Environmental Costs Classified
"Social costs" are the costs that the society bears due to the adverse effects on the environment associated with business activities and include those to clean polluted rivers, those associated with damage to humankind and ecosystems from air pollutant emissions, and other costs; because there is no way to identify who is responsible for these costs. The social costs are borne by the society as external economic loss, as opposed to the costs normally borne by companies. Since development of rigorous tackling on environmental conservation by company's results in reduction of social costs, such tackling should be encouraged. Companies may incur some costs to conserve the environment from being polluted or contaminated as a part of their social responsibility and accountability. Environmental conservation includes the following activities:
Conservation of the environment from the conditions that cause adverse effects on human health and the living environment through air pollution, water pollution, soil contamination, noise, vibration, ground subsidence, and offensive odors that are generated by business activities by companies, etc. (Pollution prevention)
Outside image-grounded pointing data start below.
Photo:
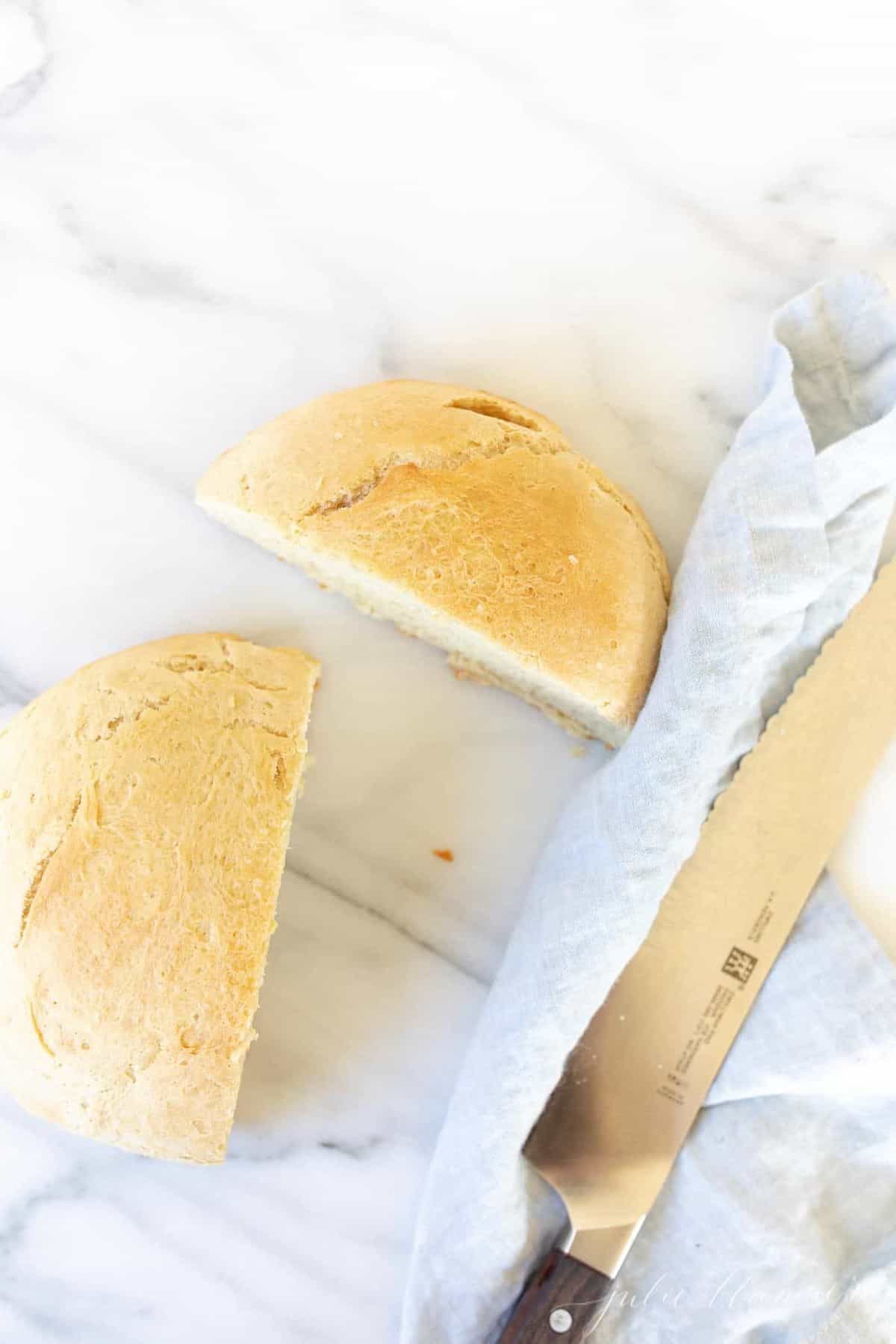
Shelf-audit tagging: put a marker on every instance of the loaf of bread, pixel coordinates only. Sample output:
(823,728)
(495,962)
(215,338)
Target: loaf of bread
(144,816)
(470,523)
Conservation of the environment from the conditions that cause adverse effects on the global environment overall or over a wide range through global warming, progressing ozone layer depletion, marine pollution, and biodiversity that are generated by business activities by companies, etc. (global environmental conservation)
Conservation of the environment by reduction of the use of chemical materials that may pollute the environment, control of waste production, reuse of products, promotion of recycling at various levels, and other appropriate waste processing (resource circulation).
Other environmental conservation implemented by companies (other environmental conservation activities). Environmental costs refer to the "investment amount and expense amount for environmental conservation" by way of implementing the above mentioned activities. On the basis of expenditure, environmental costs are classified into the following five categories:
Environmental cost for controlling the environmental impacts that are caused within a business area by production and service activities (Abbreviated as business area cost)
Environmental cost for controlling environmental impacts that are caused in the upstream or downstream as a result of production and service activities (Abbreviated as upstream-downstream cost)
Environmental cost in management activities (Abbreviated as management activity cost)
Environmental cost in research and development activities (Abbreviated as research and development cost).
Environmental cost in social activities (Abbreviated as social activity cost). Another category is added as a result of the cause unrelated to these business activity areas.
Environmental costs corresponding to environmental damages (Abbreviated as environmental damage cost).